If there were a Geiger counter for geographic sacredness, the topographically rich site of Machu Picchu would bury the needle. Mountain worship was one of the cornerstones of Inca religion. Among the pantheon of apus scattered throughout the Andes, the Incas revered two peaks above all others. One was Ausangate, which stands above Cusco and the glaciers of which are the source of the sacred Urubamba River. “The Urubamba does a very unusual thing at Machu Picchu,” Reinhard said. “It loops around the promontory that the site is built on.” The other key apu is Salcantay, which not only overlooks Machu Picchu but is directly linked to it by a long ridge, like the tip of a root on an old oak tree.

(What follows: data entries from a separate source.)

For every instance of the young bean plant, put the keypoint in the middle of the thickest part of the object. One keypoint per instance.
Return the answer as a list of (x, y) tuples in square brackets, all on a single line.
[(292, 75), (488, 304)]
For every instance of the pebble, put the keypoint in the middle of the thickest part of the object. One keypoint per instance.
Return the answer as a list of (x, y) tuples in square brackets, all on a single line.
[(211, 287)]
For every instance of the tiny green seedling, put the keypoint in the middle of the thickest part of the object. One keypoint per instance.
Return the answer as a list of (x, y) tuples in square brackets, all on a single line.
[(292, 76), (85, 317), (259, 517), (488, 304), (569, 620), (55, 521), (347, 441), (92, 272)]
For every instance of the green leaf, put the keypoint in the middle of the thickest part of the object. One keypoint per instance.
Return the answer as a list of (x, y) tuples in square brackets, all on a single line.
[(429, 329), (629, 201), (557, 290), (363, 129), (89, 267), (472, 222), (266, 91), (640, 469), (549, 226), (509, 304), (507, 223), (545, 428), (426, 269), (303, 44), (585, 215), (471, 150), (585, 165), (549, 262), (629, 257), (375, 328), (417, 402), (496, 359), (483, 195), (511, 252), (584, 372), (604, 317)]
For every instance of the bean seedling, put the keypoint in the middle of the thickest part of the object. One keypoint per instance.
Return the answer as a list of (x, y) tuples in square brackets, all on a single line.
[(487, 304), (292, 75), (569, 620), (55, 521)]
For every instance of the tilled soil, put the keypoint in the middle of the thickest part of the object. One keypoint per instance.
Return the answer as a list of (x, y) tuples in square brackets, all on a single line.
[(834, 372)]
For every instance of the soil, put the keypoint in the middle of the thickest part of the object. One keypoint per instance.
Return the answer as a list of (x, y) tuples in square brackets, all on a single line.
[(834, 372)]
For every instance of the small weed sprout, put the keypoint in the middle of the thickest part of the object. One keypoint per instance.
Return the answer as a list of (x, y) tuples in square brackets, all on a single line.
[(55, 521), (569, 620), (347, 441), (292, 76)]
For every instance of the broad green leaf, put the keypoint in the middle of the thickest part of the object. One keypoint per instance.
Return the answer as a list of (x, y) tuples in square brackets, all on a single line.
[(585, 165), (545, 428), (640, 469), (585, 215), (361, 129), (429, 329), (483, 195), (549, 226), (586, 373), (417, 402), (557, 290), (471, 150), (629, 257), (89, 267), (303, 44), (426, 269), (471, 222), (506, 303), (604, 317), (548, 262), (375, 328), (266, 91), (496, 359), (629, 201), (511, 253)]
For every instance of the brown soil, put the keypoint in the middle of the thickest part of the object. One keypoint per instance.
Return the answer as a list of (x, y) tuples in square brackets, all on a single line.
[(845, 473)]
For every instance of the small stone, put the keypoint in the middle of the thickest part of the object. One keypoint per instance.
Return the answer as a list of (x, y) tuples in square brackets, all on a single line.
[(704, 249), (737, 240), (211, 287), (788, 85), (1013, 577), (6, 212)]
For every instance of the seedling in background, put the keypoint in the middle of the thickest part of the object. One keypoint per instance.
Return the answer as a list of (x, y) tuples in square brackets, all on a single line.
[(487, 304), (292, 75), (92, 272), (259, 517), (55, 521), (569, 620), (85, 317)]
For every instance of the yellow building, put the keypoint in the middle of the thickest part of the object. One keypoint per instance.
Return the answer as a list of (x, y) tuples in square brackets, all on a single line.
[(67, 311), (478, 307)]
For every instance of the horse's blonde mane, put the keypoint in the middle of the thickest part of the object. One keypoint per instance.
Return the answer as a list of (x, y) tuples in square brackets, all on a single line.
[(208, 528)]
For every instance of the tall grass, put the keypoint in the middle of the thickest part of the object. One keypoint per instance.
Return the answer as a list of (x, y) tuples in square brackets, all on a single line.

Salcantay’s glaciers are the source of the sacred Aobamba River—which unites with the Urubamba near where it folds itself around Machu Picchu. “Wherever you have water coming out of a mountain slope, people perceive it as coming out of the mountain’s own body,” Reinhard said. Machu Picchu was also “situated in the transition zone between the highlands and the Amazon jungle,” which heightened its importance.

All of these natural convergences would have made Machu Picchu’s site “especially powerful,” says Reinhard, but the Incas also, of course, worshipped the sun. The Sapa Inca—“not only a secular ruler but also the head of the state religion,” according to Reinhard—relied on his status as the son of the sun to support his claim to power. For this reason, the cardinal directions (north, south, east, west) were crucial to Inca beliefs, according to the Spanish chronicles. “The particularly unusual thing about Machu Picchu,” Reinhard explained, “is that in all the cardinal directions, you had sacred mountains.” I’d seen this when I’d climbed Huayna Picchu with John. Because Huayna Picchu was due north of the city, an Inca priest standing atop its peak would have faced south toward the major apu of Salcantay. Similar important peaks stood directly to the east and west of the city.

The night sky above Machu Picchu held even more clues. The Southern Cross, one of the most important constellations in the Incas’ religion, appears directly above Salcantay on the December solstice—the longest day of the year and the start of the rainy season. The Milky Way was a celestial river mirrored by its earthbound counterpart, the winding Urubamba. Or as Reinhard put it to me, “Machu Picchu is sort of like the Inca cosmos written on the landscape.”

Looked at through the telescopic lens of archaeoastronomy, the question isn’t why Pachacutec chose to build Machu Picchu where it is, but rather how he could have placed it anywhere else.

The structures and carvings at Machu Picchu, too, were designed to complement all this sacred geography. The Intihuatana stone, carved out of solid granite attached to the Salcantay massif, connects Huayna Picchu to the main peak of Salcantay. Bingham’s Temple of the Three Windows looks due east toward the rising sun. The building that intrigued me most was the Torreon. The upper curved part seems to have been modeled on the Koricancha sun temple, the most sacred building in the city of Cusco. The cave below, with its psychedelic stonework and carved stone stepladder, faces the sunrise on the winter solstice, the shortest day of the year. One small east-facing window is positioned perfectly to observe the Pleiades cluster of stars, whose appearance heralded the turning of a new agricultural year. This was the same window that I’d been told cast a beam of light onto the carved rock within. (Reinhard had also heard of this phenomenon, but hadn’t witnessed it.) It occurred to me that making a return trip to Machu Picchu to see that solstice alignment—visible for only a few days in June—might be my one chance to see the sacred center theory in action.